Ab 1976 war Vranitzky in leitender Funktion in verschiedenen österreichischen Banken beschäftigt (1976–1981: stellvertretender Generaldirektor der Creditanstalt-Bankverein, 1981: Generaldirektor der CA-BV und stellvertretender Generaldirektor der Österreichischen Länderbank, 1981–1984: Generaldirektor und Vorstandsmitglied der Österr. Länderbank), bis Bundeskanzler Fred Sinowatz ihn 1984 als Finanzminister in die Regierung berief. In diesem Zusammenhang kam es zu öffentlicher Kritik an den Mehrfachabfertigungen für seine früheren Funktionen in staatsnahen Unternehmen.
Während des Wahlkampfs zur Bundespräsidentenwahl 1986 trat Bundeskanzler Sinowatz vehement gegen den Kandidaten der ÖVP, Kurt Waldheim, auf. Als Waldheim am 8. Juni gewählt wurde, trat Sinowatz infolge der Geschehnisse der so genannten „Waldheim-Affäre“ zurück und empfahl Vranitzky als seinen Nachfolger.
Vranitzky setzte nach seiner Ernennung zum Bundeskanzler durch Bundespräsident Rudolf Kirchschläger am 16. Juni 1986 zunächst die Koalitionsregierung (Kabinett Vranitzky I) mit der FPÖ fort.
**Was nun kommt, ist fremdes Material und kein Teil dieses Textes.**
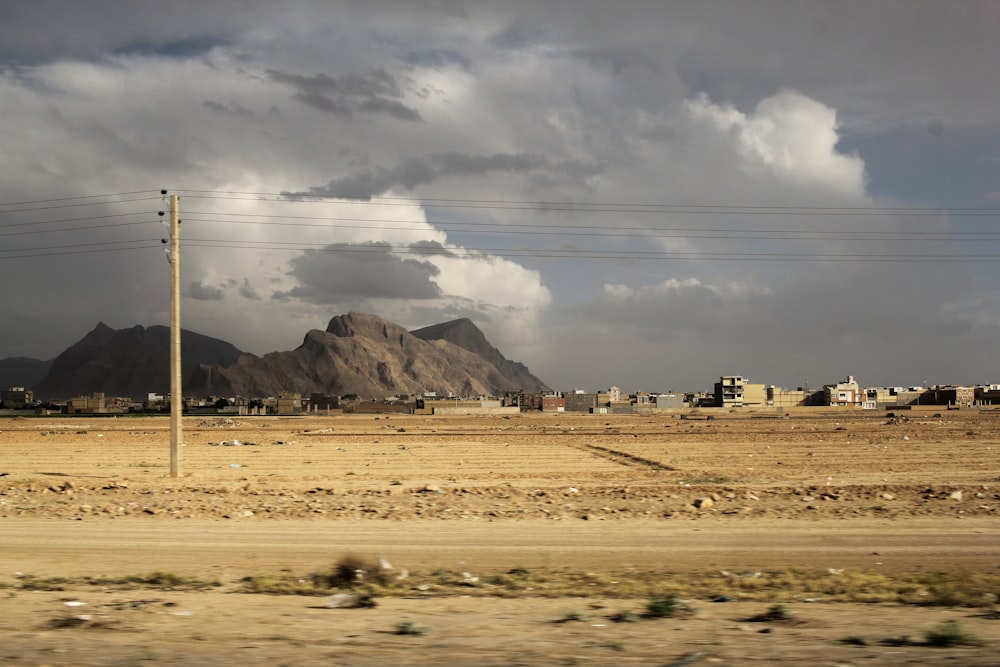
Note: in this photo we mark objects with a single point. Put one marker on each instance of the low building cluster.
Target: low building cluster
(730, 392)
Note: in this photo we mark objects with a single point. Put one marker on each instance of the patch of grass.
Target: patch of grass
(773, 587)
(575, 617)
(407, 627)
(351, 571)
(663, 607)
(950, 633)
(776, 613)
(852, 641)
(625, 617)
(159, 580)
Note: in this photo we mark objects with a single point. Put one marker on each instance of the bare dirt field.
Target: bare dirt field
(525, 539)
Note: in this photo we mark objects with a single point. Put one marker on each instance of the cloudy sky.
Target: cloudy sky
(645, 194)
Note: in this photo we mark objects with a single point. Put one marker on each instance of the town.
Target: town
(731, 393)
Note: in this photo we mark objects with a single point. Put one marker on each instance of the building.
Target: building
(846, 393)
(553, 404)
(289, 403)
(97, 403)
(729, 391)
(17, 398)
(955, 397)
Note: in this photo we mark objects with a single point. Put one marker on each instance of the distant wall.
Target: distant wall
(511, 410)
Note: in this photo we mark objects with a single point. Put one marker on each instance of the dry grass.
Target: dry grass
(951, 589)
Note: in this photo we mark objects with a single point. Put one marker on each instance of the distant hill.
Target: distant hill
(373, 358)
(128, 362)
(22, 372)
(468, 336)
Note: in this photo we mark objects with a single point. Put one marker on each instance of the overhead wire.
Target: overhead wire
(521, 229)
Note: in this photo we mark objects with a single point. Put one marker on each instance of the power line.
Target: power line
(59, 199)
(77, 252)
(299, 197)
(81, 245)
(465, 253)
(568, 230)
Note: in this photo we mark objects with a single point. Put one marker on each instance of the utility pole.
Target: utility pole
(176, 392)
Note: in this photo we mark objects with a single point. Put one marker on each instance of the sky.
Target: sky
(641, 194)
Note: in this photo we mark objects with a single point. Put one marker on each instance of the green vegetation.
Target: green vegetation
(661, 589)
(950, 633)
(407, 627)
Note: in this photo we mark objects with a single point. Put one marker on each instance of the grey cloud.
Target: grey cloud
(231, 109)
(368, 270)
(520, 34)
(204, 292)
(376, 92)
(437, 58)
(415, 171)
(394, 108)
(430, 248)
(248, 292)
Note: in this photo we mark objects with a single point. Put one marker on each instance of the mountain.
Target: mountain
(22, 372)
(128, 362)
(467, 335)
(368, 356)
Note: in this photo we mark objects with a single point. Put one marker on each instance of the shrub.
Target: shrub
(950, 633)
(663, 607)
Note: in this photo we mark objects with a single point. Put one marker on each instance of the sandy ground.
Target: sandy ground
(90, 496)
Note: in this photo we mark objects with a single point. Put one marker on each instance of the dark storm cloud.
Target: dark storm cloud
(204, 292)
(189, 47)
(367, 270)
(415, 171)
(376, 92)
(231, 109)
(248, 292)
(437, 59)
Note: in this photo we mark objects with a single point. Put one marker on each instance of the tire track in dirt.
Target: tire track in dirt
(626, 459)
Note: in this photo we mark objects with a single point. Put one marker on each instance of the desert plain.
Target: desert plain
(839, 538)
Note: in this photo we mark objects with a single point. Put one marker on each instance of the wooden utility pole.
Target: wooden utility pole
(176, 392)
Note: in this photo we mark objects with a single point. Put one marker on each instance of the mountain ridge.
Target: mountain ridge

Als am 13. September 1986 Jörg Haider mit Hilfe des deutschnationalen Flügels der Partei an Stelle des gemäßigten Norbert Steger zum Bundesparteiobmann der FPÖ gewählt wurde (Steger war es seit 1980 gewesen), beendete Vranitzky die Koalition am 14. September[2] und der Nationalrat wurde aufgelöst.
Aus den folgenden Nationalratswahlen am 23. November 1986 ging die SPÖ wieder als stärkste Partei hervor und Vranitzky bildete 1987 ein neues Koalitionskabinett mit der ÖVP als Koalitionspartner (Kabinett Vranitzky II). Im Frühjahr 1988 kündigte der einstige Bundeskanzler Sinowatz seinen Rücktritt als Parteiobmann an und im Mai 1988 wählten die Delegierten des SPÖ-Parteitags Vranitzky zum neuen Obmann der Regierungspartei.[3]
Außenpolitisch sah er sich mit der andauernden Diskussion um die Kriegsvergangenheit des Bundespräsidenten Kurt Waldheim und der daraus resultierenden internationalen Isolation Österreichs konfrontiert. So übernahm er im Ausland auch wiederholt Repräsentationsaufgaben, die ansonsten dem Bundespräsidenten zugefallen wären. Es gelang ihm, das Verhältnis sowohl zu den USA, die Waldheim im April 1987 auf die „watch list“ gesetzt hatten, wie auch zu Israel, das seinen Botschafter nach der Wahl Waldheims abgezogen hatte, zu normalisieren.
Innenpolitisch achtete er darauf, Abstand zu Jörg Haider und dessen Politik zu wahren, was von diesem als „Ausgrenzung“ beklagt wurde.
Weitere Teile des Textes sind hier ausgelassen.